The email marketing firm Mailchimp announced adopted a policy, effective last Wednesday, that gives the company “sole discretion” to censor information.
Other online platforms, such as Google, Twitter and Facebook, have been less straightforward in their decisions to censor so-called “disinformation”—otherwise known as facts that contradict the prevailing narrative in left-skewed Silicon Valley.
“Mailchimp does not allow the distribution of Content that is, in our sole discretion, materially false, inaccurate, or misleading in a way that could deceive or confuse others about important events, topics, or circumstances,” the company said in a statement, Reclaim the Net reported.
Mailchimp said the policy change would identify “what kinds of Content are prohibited for distribution using the Mailchimp platform.”
Prior to the formal announcement, the company censored two independent news outlets, SGTreport and Press for Truth.

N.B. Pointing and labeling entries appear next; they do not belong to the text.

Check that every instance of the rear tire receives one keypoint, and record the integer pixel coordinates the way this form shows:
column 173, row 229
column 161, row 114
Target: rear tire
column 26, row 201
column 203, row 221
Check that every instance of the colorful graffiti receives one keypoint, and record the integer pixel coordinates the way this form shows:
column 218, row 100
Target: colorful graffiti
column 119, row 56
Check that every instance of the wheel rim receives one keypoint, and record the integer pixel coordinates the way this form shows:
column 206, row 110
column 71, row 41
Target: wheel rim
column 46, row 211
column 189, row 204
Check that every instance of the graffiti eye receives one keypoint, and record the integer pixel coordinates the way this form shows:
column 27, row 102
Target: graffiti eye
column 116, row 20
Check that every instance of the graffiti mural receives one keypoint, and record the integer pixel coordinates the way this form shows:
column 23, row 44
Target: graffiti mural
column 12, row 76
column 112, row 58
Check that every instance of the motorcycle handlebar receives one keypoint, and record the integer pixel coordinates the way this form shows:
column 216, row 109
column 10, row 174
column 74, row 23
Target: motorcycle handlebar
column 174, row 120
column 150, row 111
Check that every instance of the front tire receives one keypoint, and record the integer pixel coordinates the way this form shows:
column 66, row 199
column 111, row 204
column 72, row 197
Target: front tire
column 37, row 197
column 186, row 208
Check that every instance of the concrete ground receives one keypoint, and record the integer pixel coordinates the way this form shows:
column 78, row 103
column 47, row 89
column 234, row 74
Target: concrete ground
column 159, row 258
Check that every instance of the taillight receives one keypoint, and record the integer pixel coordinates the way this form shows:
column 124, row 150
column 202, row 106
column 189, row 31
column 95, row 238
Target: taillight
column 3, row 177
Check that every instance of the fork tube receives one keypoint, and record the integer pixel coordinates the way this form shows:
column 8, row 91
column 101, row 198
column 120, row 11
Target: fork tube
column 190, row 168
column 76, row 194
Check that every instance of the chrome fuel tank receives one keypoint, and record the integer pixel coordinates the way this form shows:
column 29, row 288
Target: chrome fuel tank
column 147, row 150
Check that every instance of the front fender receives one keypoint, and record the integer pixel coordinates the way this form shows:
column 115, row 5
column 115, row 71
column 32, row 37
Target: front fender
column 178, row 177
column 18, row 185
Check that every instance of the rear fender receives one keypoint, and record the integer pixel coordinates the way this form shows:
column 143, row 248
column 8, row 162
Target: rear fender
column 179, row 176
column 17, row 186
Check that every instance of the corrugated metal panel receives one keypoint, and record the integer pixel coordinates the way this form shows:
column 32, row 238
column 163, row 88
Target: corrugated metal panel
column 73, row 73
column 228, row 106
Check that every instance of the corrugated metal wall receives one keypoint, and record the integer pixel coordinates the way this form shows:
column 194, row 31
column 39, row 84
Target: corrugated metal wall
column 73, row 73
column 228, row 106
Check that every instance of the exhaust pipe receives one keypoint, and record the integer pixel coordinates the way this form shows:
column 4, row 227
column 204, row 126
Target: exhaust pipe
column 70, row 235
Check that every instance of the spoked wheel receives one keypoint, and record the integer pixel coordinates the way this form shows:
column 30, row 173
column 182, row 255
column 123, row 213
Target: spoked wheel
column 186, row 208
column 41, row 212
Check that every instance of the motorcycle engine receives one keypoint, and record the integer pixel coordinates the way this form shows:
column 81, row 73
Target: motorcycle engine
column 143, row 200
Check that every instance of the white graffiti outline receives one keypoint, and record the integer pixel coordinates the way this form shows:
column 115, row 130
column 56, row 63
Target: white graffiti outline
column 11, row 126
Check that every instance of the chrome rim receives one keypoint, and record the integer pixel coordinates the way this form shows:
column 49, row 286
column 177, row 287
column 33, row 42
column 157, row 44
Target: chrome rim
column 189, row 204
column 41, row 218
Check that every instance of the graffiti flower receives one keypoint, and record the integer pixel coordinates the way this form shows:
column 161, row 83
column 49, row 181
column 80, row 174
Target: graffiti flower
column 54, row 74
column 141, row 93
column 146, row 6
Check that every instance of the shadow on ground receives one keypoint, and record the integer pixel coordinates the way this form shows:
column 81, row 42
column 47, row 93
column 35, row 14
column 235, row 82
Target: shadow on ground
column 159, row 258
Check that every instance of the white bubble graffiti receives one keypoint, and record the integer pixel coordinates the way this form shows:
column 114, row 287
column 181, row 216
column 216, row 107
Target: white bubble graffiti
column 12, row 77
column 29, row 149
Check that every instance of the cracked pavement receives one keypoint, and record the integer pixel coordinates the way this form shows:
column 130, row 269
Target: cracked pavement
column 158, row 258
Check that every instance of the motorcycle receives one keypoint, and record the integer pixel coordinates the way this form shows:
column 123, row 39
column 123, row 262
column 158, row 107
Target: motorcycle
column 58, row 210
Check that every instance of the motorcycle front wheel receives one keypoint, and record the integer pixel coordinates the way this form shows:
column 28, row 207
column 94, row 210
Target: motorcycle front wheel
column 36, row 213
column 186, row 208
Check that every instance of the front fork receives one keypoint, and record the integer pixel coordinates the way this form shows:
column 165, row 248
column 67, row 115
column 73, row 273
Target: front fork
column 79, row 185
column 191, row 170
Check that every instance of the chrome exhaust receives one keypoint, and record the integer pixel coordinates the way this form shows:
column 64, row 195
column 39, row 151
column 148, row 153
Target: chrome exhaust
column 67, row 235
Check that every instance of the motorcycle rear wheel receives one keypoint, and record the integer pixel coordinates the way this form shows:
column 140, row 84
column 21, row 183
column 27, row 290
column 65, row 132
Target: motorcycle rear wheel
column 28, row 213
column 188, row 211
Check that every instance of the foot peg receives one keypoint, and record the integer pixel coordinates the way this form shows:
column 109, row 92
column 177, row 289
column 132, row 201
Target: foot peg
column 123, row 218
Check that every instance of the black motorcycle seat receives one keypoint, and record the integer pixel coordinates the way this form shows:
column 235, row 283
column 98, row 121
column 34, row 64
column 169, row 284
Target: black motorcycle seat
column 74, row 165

Both SGTreport and Press for Truth were banned from accessing their Mailchimp accounts with little or no advance notice.
When they were locked out of their accounts, they also lost access to the emails of the thousands of subscribers that they had built over the years.
SGTreport tweeted that it had more than 14,000 subscribers, which it had accumulated over many years while paying Mailchimp $150 per month.
YouTube—owned by the same parent-company as Google—likewise scrubbed SGTreport’s 630,000 subscribers because of what it deemed to be “harmful conspiracies.”
Dan Dicks, the owner of Press for Truth, said he lost access to information from thousands of subscribers.
“I feel like that’s my data,” Dicks said. “I was using it as a hedge against the coming censorship and they just pulled the plug on me there.”
Small online outlets often use email lists to work around the Big Tech companies that control the results of internet and social media searches.
Press for Truth lost its YouTube channel, along with its 272,000 subscribers.
It also was banned from Patreon, a subscription service that allows independent content creators to finance their operations from individual donations.